Предположим, в глубине мозга имеется какое-то органическое поражение, например опухоль. Добраться до нее обычным хирургическим инструментом можно только сквозь толщу нервной ткани — естественно, рассекая и тем самым повреждая ее. Стереотаксическая методика позволяет, рассчитав точные координаты на основании данных магнитно-резонансного и позитронно-эмиссионного томографов, ввести с помощью малотравматичного тонкого щупа радиоактивные вещества, которые выжгут опухоль и за короткое время распадутся. Повреждения при проходе сквозь мозговую ткань минимальны, а опухоль будет уничтожена. Главная задача — решить, как до нее добраться, какой путь выбрать, чтобы не задеть важные зоны.
Опухоль — не единственная мишень для стереотаксической хирургии. Причина некоторых психических заболеваний заключается в том, что одна маленькая группа нервных клеток или несколько таких групп работают неправильно. Они либо не выделяют необходимые вещества, либо выделяют их слишком много. С этими патологическими очагами поступают так же, как с опухолями, — уничтожают либо изолируют.
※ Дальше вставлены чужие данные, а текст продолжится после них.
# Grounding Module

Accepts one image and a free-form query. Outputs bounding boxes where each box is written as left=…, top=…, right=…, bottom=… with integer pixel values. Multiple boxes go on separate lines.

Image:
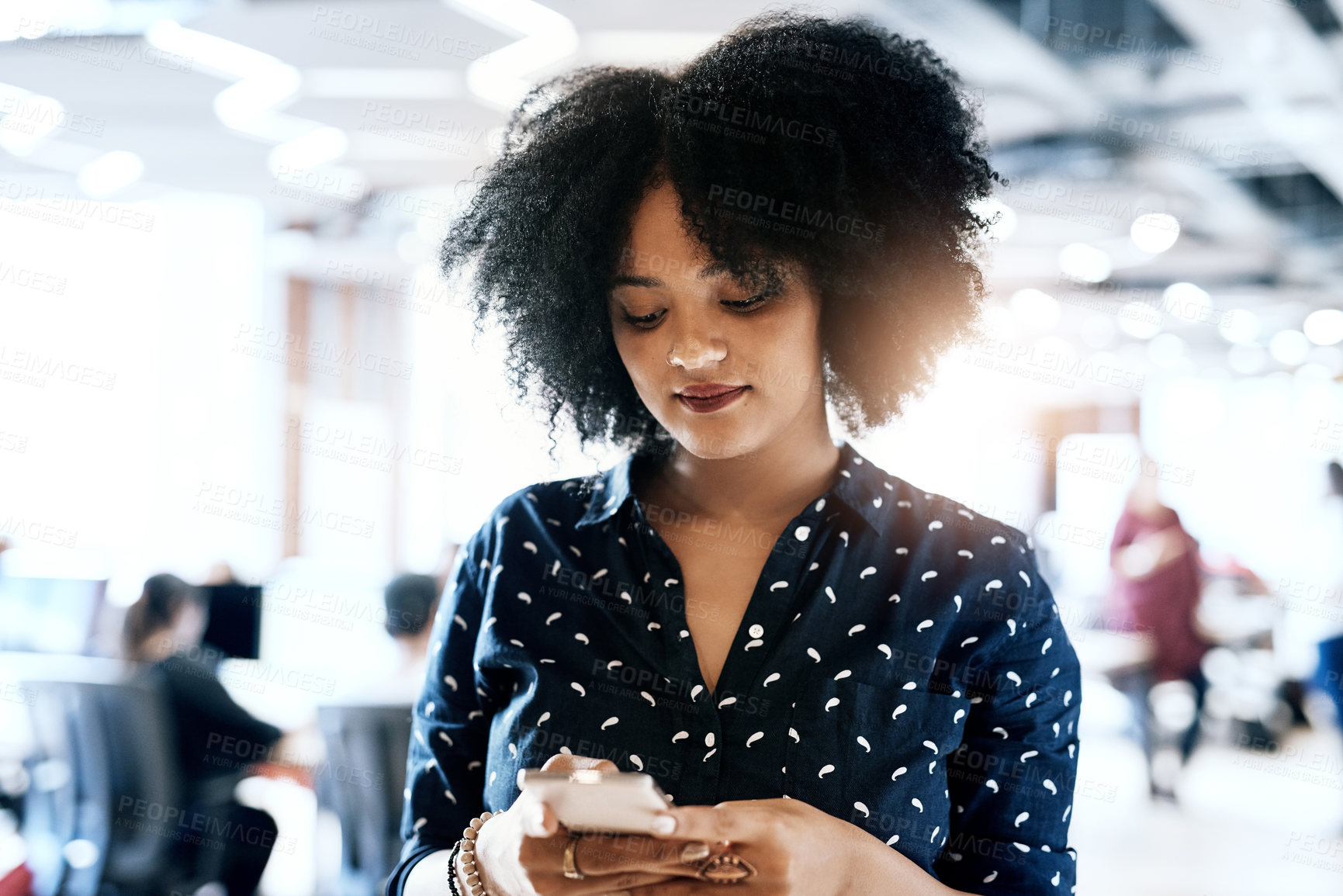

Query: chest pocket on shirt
left=784, top=678, right=970, bottom=868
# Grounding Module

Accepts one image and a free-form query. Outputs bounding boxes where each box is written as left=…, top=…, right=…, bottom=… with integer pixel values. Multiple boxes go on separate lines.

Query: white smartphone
left=517, top=768, right=672, bottom=834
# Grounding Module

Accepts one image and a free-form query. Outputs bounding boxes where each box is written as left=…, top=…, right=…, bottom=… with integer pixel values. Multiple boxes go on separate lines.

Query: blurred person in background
left=1305, top=461, right=1343, bottom=724
left=1109, top=455, right=1213, bottom=799
left=123, top=573, right=283, bottom=896
left=382, top=573, right=439, bottom=703
left=331, top=573, right=441, bottom=705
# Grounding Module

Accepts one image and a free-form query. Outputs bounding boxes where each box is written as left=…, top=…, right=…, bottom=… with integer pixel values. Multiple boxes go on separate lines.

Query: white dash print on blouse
left=388, top=442, right=1081, bottom=896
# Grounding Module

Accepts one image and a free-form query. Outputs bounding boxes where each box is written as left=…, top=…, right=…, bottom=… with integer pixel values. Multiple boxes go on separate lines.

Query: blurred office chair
left=314, top=705, right=411, bottom=896
left=22, top=681, right=192, bottom=896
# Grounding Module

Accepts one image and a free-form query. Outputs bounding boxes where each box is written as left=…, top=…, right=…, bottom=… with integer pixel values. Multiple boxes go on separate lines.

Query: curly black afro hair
left=441, top=12, right=999, bottom=454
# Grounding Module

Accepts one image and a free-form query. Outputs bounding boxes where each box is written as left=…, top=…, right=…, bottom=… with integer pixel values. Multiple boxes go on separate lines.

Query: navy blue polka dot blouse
left=387, top=442, right=1081, bottom=896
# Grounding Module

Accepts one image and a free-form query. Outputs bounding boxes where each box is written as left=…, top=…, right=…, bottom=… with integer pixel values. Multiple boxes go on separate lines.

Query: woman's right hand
left=475, top=753, right=709, bottom=896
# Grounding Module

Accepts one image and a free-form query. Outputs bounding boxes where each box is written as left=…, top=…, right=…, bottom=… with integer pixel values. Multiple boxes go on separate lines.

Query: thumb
left=522, top=801, right=560, bottom=837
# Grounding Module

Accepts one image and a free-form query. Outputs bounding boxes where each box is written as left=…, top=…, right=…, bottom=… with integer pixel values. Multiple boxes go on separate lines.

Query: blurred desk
left=0, top=650, right=133, bottom=763
left=1194, top=591, right=1279, bottom=648
left=1068, top=628, right=1156, bottom=677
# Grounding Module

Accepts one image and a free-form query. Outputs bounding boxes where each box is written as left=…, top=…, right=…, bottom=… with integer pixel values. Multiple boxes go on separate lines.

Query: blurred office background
left=0, top=0, right=1343, bottom=896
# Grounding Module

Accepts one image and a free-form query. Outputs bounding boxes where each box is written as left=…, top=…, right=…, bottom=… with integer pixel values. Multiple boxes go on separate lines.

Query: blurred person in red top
left=1109, top=455, right=1213, bottom=799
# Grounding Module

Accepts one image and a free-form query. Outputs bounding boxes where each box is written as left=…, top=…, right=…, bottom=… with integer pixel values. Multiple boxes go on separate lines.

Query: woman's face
left=607, top=182, right=826, bottom=458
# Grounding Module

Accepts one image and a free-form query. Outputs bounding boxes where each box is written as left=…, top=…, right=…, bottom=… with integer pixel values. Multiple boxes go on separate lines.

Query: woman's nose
left=667, top=334, right=728, bottom=371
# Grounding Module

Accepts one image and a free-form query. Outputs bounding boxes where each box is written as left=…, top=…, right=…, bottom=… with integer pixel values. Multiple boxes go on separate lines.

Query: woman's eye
left=625, top=312, right=662, bottom=328
left=722, top=292, right=770, bottom=310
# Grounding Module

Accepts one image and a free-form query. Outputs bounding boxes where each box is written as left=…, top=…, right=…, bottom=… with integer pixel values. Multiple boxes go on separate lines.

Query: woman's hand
left=632, top=798, right=957, bottom=896
left=472, top=753, right=709, bottom=896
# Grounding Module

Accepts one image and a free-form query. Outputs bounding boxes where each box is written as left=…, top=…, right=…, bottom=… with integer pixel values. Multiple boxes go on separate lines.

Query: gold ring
left=694, top=853, right=756, bottom=884
left=564, top=834, right=586, bottom=880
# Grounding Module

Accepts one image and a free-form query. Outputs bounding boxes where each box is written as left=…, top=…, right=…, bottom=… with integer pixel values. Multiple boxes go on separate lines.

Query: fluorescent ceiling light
left=1161, top=281, right=1213, bottom=321
left=145, top=19, right=349, bottom=175
left=1058, top=243, right=1113, bottom=283
left=1116, top=303, right=1163, bottom=338
left=1128, top=213, right=1179, bottom=255
left=303, top=68, right=466, bottom=99
left=77, top=149, right=145, bottom=199
left=1301, top=308, right=1343, bottom=345
left=445, top=0, right=579, bottom=109
left=145, top=19, right=283, bottom=78
left=582, top=31, right=722, bottom=66
left=1268, top=329, right=1310, bottom=367
left=0, top=85, right=66, bottom=156
left=1007, top=289, right=1058, bottom=330
left=266, top=128, right=349, bottom=176
left=215, top=63, right=304, bottom=140
left=0, top=0, right=112, bottom=40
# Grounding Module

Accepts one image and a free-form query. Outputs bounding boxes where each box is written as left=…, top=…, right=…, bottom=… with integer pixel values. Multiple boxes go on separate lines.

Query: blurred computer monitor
left=202, top=582, right=262, bottom=659
left=0, top=575, right=107, bottom=653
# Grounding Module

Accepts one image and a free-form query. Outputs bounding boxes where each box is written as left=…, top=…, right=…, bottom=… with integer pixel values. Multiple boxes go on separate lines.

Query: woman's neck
left=634, top=430, right=839, bottom=521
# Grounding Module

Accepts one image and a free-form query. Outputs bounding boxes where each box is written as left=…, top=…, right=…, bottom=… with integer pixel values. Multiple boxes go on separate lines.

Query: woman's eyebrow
left=611, top=274, right=666, bottom=289
left=611, top=261, right=728, bottom=289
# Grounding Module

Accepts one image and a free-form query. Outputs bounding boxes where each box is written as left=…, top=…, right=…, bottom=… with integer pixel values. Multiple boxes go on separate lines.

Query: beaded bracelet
left=447, top=841, right=462, bottom=896
left=454, top=811, right=504, bottom=896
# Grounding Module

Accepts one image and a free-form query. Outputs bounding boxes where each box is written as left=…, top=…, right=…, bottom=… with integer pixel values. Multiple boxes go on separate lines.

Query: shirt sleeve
left=937, top=541, right=1081, bottom=896
left=386, top=538, right=494, bottom=896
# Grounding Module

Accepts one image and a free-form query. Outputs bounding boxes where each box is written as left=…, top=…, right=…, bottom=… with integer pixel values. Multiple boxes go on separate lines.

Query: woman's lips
left=677, top=386, right=751, bottom=413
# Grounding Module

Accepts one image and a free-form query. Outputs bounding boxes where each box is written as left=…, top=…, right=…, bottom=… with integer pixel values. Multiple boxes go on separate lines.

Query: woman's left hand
left=630, top=798, right=902, bottom=896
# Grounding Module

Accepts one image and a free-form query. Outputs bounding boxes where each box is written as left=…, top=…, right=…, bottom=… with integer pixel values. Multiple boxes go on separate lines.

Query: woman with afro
left=387, top=12, right=1081, bottom=896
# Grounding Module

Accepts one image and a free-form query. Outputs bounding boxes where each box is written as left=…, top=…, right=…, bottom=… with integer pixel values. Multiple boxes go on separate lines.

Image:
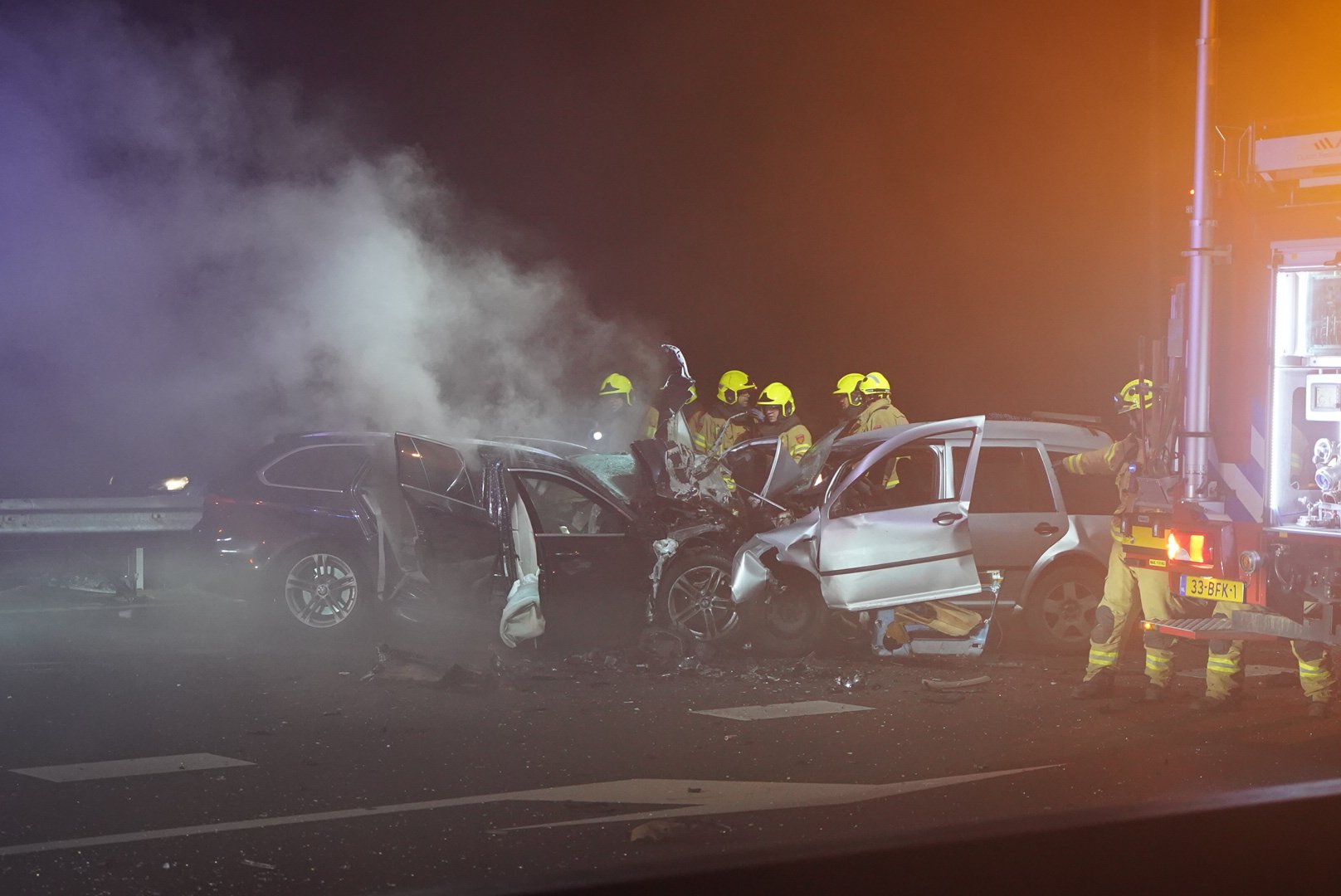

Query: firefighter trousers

Помимо радиоактивных изотопов для этого применяются электролиз (воздействие постоянным током), высокочастотная электрокоагуляция, локальное замораживание жидким азотом.
В случае, когда нервные клетки, отвечающие за определенную работу, не справляются с ней, задачей нейрохирурга становится переориентация других нервных клеток на выполнение утраченных функций, то есть заставить здоровые клетки выполнять работу за нервные клетки, которые уже нельзя восстановить. В этом направлении уже получены хорошие результаты: например, некоторых пациентов с нарушением области Брока, находящейся в задне-нижней части третьей лобной извилины левого полушария (у правшей), отвечающей за формирование речи, удалось обучить говорить заново.
Стереотаксические вмешательства не похожи на обычные операции. Этот метод требует абсолютной точности расчета координат «больной» точки и траектории ведения зонда. И если одно или другое будет выбрано неправильно, все дальнейшие действия нейрохирурга станут бессмысленными. Сами врачи называют стереотаксис высшей математикой в хирургии, однако считают, что будущее во многом зависит от его развития и широкого внедрения в практику.